The first commissioned officer of Indian Army from Kuteena is Rtd. Capt. Ramjilal Singh Chauhan, son of Shri Rampal Singh ji and his younger brother, Mr. Ramdayal Singh is Chief Egr. in CPWD. Late Shri Ramcharan Singh son of Shri Kalu Singh was chief manager in Hotel Ashoka Delhi and the list goes on. 

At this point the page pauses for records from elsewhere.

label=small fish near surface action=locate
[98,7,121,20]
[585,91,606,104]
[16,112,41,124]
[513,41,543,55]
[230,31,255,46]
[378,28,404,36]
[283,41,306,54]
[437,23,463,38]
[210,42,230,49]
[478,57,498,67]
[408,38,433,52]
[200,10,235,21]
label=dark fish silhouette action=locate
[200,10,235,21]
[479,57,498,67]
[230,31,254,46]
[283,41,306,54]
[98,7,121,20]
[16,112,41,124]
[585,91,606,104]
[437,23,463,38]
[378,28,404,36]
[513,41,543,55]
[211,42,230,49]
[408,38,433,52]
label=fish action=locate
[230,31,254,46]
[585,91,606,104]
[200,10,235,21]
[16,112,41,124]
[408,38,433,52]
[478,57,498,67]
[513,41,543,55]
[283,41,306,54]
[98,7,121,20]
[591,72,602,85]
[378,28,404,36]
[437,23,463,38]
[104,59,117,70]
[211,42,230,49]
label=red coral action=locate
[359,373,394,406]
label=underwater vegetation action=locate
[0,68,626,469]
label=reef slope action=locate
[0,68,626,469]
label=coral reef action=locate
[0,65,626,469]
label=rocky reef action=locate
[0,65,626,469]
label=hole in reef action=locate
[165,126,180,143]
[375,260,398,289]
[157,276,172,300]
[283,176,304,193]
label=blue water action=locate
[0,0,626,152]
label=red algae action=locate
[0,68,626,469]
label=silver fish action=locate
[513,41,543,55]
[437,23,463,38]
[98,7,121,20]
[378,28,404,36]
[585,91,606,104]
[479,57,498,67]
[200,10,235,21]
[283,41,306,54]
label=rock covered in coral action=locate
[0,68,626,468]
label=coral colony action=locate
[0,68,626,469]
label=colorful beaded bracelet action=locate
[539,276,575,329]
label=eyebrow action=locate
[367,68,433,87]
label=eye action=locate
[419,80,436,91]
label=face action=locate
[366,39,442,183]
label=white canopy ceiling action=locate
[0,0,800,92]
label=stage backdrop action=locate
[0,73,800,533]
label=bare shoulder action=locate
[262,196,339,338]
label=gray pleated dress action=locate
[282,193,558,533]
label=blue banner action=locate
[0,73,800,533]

Retd. Capt Mahaveer pasad have written a history of Kutina and history Chauhan, the printed copy will be available at Baba Kundan Das Temple.

Temples
Kuteena has many temples: Chauganan Mata, Jugni Mata, Durga Mata, Hanumanji, Thakur ji, Gogaji Maharaj, Santoshi Mata, Baba Kundan Das. The Temple of Dadi Jagni is also situated in village Kuteena, and also a temple of 1008 Baba Mohan Das is situated in village Kuteena.The temple of Saint Baba Kundandas and the Durga Mata Temple are located on a hilltop. Durga mata temple is being beautifully constructed into a complex. After completion it will contain a gufa, temple and park.  A memorial, Nau-Gaja was also built by the villagers in memory of the martyrs of a short time war of 1880s, held between them and the Maharaja of Neemrana at that time. It is worshiped by offering a white cloth of 2 and a quarter guz, namely chaddar, on auspicious occasions and major festivals like Holi and Diwali to show respect and gratitude.

Economy 
In the past, the economy of Kuteena was based mainly on agriculture but now it is also on Defence,  paramilitary and police services.  However, it has also now shifting towards business and industry.  Nearby industrial hubs like Gurgaon, Shahajahanpur, Neemrana, Behror, Bhiwadi, Khushkhera, ghiloth japanese zone 2 and Alwar employ many of the residents, leading to higher family incomes and living standards.

Culture 
Due to its location, the village culture has been influenced by Haryana. Rath is the main spoken language. The village has a diverse culture with a strong impact of Rajput culture. Most of the Hindu festivals are celebrated here. Holi, Deepawali, Gangaur are the major festivals. Baba Kundandas fair celebrated annually in the village along with sports events. Nowadays the marriages are done with the residents of Haryana which has also brought the culture of Haryana here.